Jack had detailed all that he had seen around Colorado Springs; most of the citizens had been rounded up or executed. Jack had been forced to watch helplessly as one of the brutes knocked the school teacher, Daniel Jackson, unconscious when Mr. Jackson tried to keep one of the other invaders from taking his wife, Shari, along with several other women. Jackson’s spectacles had flown clear off his face and landed at the base of the tree in which Jack had been hiding. Later Jackson and the remaining women and children were marched off to a huge spaceship that looked like one of those pyramids in Egypt that Jackson had talked – endlessly if you let him, Jack recalled – about visiting to dig up old rocks. Only he called them ‘artifacts’.

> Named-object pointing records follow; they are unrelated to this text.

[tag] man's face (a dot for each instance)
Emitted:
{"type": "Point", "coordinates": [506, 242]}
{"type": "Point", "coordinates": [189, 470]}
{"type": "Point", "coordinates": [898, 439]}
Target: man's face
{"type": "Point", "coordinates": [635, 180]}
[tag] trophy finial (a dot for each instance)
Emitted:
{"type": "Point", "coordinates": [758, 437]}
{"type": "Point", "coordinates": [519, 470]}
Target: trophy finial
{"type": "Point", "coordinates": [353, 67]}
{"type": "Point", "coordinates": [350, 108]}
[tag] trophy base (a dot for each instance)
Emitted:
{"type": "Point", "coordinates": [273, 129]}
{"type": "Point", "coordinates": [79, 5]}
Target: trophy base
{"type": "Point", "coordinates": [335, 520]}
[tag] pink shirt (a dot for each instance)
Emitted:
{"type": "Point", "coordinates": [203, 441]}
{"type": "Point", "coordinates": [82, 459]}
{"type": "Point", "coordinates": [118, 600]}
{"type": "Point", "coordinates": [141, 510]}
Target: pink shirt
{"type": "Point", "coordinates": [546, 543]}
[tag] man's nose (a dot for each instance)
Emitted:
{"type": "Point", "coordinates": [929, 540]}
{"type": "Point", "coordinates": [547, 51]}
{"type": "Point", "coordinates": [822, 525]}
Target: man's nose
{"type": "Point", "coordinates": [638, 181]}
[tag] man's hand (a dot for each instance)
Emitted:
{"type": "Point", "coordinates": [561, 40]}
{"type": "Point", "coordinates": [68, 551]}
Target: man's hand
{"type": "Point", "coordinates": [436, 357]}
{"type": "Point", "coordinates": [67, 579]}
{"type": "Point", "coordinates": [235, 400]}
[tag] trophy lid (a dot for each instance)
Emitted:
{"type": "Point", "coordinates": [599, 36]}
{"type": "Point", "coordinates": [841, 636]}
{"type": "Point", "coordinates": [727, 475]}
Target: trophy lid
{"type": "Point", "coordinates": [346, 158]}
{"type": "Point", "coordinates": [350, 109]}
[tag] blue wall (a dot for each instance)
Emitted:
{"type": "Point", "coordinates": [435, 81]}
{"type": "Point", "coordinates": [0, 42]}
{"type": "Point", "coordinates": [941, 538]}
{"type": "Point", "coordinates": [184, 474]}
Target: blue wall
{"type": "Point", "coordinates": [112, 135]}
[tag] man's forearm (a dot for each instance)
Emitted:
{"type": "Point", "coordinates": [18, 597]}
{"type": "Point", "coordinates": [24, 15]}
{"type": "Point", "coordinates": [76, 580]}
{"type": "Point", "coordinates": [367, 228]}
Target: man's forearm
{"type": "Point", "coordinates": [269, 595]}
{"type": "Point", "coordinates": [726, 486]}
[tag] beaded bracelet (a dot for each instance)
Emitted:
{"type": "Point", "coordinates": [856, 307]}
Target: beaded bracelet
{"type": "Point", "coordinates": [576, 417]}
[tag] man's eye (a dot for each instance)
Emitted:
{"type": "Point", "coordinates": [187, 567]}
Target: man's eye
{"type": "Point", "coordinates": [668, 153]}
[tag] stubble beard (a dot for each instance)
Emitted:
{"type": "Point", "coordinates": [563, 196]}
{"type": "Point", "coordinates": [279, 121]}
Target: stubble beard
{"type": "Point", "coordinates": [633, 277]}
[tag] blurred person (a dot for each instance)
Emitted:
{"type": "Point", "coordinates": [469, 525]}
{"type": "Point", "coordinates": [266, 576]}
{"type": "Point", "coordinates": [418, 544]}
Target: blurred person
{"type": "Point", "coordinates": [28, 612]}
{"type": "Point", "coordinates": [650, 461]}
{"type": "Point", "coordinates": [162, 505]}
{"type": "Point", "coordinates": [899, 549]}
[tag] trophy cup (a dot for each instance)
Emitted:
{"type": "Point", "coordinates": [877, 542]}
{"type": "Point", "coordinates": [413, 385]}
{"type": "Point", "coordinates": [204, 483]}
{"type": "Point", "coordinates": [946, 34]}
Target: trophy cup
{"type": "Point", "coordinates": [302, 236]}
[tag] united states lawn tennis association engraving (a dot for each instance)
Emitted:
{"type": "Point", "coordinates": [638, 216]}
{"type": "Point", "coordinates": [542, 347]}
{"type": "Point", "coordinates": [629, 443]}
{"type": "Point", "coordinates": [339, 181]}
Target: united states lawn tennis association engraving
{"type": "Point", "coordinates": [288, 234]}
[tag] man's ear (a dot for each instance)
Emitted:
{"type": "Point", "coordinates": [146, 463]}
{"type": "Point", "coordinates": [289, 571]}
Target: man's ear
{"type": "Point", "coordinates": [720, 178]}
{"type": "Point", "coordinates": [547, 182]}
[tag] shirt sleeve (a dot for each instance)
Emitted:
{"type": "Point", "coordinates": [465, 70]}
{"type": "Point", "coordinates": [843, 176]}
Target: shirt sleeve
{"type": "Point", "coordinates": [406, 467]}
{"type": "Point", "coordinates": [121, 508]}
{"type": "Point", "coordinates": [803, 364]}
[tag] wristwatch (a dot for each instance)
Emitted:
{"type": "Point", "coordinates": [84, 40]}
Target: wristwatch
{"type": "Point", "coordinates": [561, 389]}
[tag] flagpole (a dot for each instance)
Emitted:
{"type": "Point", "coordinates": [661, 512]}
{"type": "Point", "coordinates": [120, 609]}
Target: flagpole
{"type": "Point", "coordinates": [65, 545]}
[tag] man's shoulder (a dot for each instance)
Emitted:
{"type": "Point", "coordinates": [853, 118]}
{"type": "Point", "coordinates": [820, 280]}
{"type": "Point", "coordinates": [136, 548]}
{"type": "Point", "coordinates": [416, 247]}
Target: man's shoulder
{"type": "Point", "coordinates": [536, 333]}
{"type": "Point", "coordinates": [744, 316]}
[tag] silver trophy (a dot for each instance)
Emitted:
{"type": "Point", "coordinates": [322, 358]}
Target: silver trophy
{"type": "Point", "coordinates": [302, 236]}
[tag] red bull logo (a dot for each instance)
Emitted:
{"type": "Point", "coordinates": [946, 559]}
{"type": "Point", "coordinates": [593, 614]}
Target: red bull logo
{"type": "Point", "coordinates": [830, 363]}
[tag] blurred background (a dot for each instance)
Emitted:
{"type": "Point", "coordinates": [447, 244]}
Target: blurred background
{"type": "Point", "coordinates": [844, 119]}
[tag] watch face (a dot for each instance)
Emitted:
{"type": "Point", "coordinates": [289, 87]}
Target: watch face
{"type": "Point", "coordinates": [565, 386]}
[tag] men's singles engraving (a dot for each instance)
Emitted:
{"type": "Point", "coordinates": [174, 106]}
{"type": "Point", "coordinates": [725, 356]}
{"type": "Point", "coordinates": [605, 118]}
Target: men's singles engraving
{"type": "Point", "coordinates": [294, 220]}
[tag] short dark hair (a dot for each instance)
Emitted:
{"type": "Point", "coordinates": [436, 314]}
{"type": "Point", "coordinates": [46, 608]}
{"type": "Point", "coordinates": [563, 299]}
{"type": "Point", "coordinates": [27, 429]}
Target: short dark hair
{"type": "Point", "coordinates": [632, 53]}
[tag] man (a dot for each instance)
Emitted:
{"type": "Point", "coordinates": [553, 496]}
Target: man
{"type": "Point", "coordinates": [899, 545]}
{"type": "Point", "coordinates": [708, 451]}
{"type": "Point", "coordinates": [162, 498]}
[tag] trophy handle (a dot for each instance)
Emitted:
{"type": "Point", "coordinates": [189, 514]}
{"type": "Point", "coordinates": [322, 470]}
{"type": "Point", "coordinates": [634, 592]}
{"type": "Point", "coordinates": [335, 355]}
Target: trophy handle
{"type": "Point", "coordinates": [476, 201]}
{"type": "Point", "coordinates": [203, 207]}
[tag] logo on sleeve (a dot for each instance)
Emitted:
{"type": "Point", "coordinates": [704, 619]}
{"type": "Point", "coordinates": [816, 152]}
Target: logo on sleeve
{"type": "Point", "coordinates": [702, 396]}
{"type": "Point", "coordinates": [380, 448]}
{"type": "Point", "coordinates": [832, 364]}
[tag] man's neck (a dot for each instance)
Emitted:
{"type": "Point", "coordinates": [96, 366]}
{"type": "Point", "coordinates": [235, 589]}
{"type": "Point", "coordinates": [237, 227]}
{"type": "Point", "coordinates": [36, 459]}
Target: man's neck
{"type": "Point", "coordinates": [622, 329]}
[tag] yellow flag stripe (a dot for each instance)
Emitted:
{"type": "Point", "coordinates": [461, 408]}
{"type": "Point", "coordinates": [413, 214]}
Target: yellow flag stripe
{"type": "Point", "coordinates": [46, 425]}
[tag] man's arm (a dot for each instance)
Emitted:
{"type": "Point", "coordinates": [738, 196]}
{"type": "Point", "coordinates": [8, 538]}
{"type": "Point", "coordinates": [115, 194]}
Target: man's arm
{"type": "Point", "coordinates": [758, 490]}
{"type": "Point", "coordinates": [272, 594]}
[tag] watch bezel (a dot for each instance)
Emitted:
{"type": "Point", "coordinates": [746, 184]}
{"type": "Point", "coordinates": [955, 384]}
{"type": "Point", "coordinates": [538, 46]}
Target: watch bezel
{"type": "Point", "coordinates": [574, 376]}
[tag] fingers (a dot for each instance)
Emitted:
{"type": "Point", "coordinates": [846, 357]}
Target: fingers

“Did you serve with my father in the war?”
“No, I was with Colonel Hammond. But I met him at West Point. I saw you with him in Washington once, too, with your mother and brother I think, but you were just a girl then, maybe thirteen or fourteen? You probably wouldn’t remember.”
“I remember a lot of dashing young cadets from our visits to Washington and the Academy at West Point, but that *was* a long time ago.”
“Is your mother still in Washington with your father?”
“She died when I was fourteen.”
“Oh. I’m sorry.”
“Thank you. She was waiting for my father to collect her from a social engagement. When he was over an hour late, she took a hackney carriage. There was an accident, and she was killed.”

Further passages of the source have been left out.